Billy Pit had built them, Buck Mulligan said, when the French were on the sea. But ours is the omphalos. - William Pit t the younger - built forts to protect against the French (1803 Napoleonic wars)

I'm not equal to Thomas Aquinas and the fiftyfive reasons he has made to prop it up. Wait till I have a few pints in me first. - Aquinas fused Christianity with Aristotalean philosophy. Originally he was controversial (Aristotle was a pagan), but later he became more accepted and was eventually named a Father of the Church

We have grown out of Wilde and paradoxes. - Wilde quote: "There are two ways to dislike poetry. One way is to dislike it, the other way is to read Pope." Another Wilde quote: "I can resist anything except temptation."

Ballad of Joking Jesus - reference to Oliver Gogarty's "The Song of the Cheerful (but slightly sarcastic) Jesus"

A crazy queen, old and jealous. Keneel down before me. - this line is the first hint of the novel's stream of consciousness style.

et unam sanctam catholicam et apostolicam ecclesiam - one holy and apostolic Catholic Church (Apostle's Creed)

Pages 21-23

The void awaits surely all them that weave the wind - reference to T.S. Eliot's poem "The Wasteland," "Vacant shuttles / wave the wind"

Buck Mulligan made way for him to scramble past and, glancing at Haines and Stephen, crossed himself piously with his thumbnail at brow and lips and breastbone. - Mulligan is indicating the old man is a priest.

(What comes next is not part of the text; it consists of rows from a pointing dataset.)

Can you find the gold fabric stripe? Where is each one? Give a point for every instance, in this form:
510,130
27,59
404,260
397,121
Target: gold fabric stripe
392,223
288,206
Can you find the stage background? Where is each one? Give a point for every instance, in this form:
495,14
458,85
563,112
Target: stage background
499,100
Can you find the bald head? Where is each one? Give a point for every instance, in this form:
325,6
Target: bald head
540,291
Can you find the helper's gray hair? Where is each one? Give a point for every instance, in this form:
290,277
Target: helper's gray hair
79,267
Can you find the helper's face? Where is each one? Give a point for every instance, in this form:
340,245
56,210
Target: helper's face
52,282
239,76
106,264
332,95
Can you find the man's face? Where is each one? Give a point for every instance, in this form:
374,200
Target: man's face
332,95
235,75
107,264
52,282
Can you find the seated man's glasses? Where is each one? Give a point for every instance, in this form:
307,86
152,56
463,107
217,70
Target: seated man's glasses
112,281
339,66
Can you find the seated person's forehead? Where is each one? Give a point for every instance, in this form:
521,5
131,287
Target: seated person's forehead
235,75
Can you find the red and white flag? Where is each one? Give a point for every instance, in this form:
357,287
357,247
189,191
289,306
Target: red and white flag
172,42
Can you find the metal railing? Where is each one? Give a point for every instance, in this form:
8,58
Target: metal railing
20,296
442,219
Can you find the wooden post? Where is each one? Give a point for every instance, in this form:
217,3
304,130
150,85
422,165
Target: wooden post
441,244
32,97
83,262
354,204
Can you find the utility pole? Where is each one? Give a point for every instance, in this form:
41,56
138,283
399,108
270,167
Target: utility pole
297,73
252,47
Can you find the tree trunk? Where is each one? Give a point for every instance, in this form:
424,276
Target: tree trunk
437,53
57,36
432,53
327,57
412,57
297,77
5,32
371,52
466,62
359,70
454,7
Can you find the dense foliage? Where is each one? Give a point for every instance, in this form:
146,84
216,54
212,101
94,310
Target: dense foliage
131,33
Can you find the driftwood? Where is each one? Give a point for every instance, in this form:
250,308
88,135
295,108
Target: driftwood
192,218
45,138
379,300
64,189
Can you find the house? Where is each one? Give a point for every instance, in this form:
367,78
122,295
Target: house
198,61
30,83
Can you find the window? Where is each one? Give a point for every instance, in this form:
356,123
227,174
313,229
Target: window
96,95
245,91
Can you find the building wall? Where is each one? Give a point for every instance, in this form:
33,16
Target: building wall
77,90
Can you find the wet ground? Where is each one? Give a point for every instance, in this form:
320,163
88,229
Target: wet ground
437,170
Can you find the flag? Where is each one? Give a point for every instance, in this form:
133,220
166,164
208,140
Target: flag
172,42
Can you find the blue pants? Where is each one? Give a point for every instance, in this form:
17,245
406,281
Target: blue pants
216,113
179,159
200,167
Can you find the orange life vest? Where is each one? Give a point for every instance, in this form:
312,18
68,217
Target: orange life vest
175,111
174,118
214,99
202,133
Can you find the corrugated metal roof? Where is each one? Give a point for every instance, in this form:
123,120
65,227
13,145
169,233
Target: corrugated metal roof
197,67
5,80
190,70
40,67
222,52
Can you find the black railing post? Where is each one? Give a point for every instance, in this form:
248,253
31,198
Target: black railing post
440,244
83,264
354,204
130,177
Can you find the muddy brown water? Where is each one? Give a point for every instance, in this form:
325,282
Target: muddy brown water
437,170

Give us that key, Kinch, Buck Mulligan said - keys to Heaven, keys to the Kingdom, keys to the castle

He who stealeth from the poor lendeth to the lord. Thus spake Zarathustra. - quote from Nietzsche's book "Thus Spoke Zarathustra"

The Ship, Buck Mulligan cried. Half twelve. - Meet at The Ship (pub) at 12:30. He ends up skipping out and sending a telegram later in the book.

Liliata rutilantium. Turma circumdet. Iubilantium te virginum. - Last Rites again.

Usurper. - in the last line in the chapter, "Stately, plump Buck Mulligan" becomes "Usurper."